Location
- 518 Ravenhill Road Belfast, County Down, BT6 0BY Northern Ireland

Information
- Type: non-selective
- Motto: Achieving excellence through partnership
- Religious affiliation: Catholic
- Established: 1992
- Local authority: Education Authority (Belfast)
- Principal: Michele McCormick
- Staff: 70
- Gender: Mixed
- Age: 11 to 18
- Enrolment: 650 (approx)
- Website: https://www.stjosephscollegebelfast.org.uk/

= St Joseph's College, Belfast =

St Joseph's College (Irish: Colaiste Naomh Iósaf) is a Catholic maintained secondary school in Belfast, Northern Ireland. It is located in the Ravenhill area of south Belfast.

==History==
The college opened on 1 September 1992. It was formed by the coming together of St. Monica's Girls Secondary School and St. Augustine's Boys Secondary School.

==Facilities==
The school is currently housed within the premises of the former St. Monica's School. However, in view of growing pupil numbers there is growing pressure for a new larger purpose-built facility.

==Academics==
The full range of subjects is offered. At GCSE A-level, pupils can work with their peers from Aquinas Diocesan Grammar School to choose courses from Art & Design, Government & Politics, Biology, Health & Life Science, Physics, Business Studies, Religious Studies, Chemistry, History, Spanish, Design & Technology, Home Economics, Sport Studies, Drama & Theatre Studies, Digital Technology, and Irish.

==Sports==
Pupils can engage in a variety of sporting activities including athletics, basketball, badminton, camogie, cross-country, Gaelic football, hurling, netball and soccer. The college also engages with a number of community sports organisations through the Sports within the Community scheme. These include QUB basketball club, Bredagh GAC, St. Malachy’s GAC, Rosario FC, Doyle FC and Ulster Rugby.

==Community activities==
The college has established links with a number of community groups and encourages pupils to participate in their activities.

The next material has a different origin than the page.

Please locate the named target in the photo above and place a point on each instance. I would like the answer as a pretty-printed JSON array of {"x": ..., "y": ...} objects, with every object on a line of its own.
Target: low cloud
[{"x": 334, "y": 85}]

Community links exist with the Society of Saint Vincent de Paul, Daughters of Charity and Trócaire.

==Awards==
The college has received a number of awards including the Silver Investors in People Award and the Investors in People Health and Wellbeing Award.

It gained the Green Flag by becoming an eco-friendlier environment.

In 2017, it received the Aisling award for Outstanding Achievement in Education.

In December 2019, it received the Diocese of Down & Connor Spirit of Catholic Education Award

It is a School of Sanctuary providing support to a large number of children of refugee families.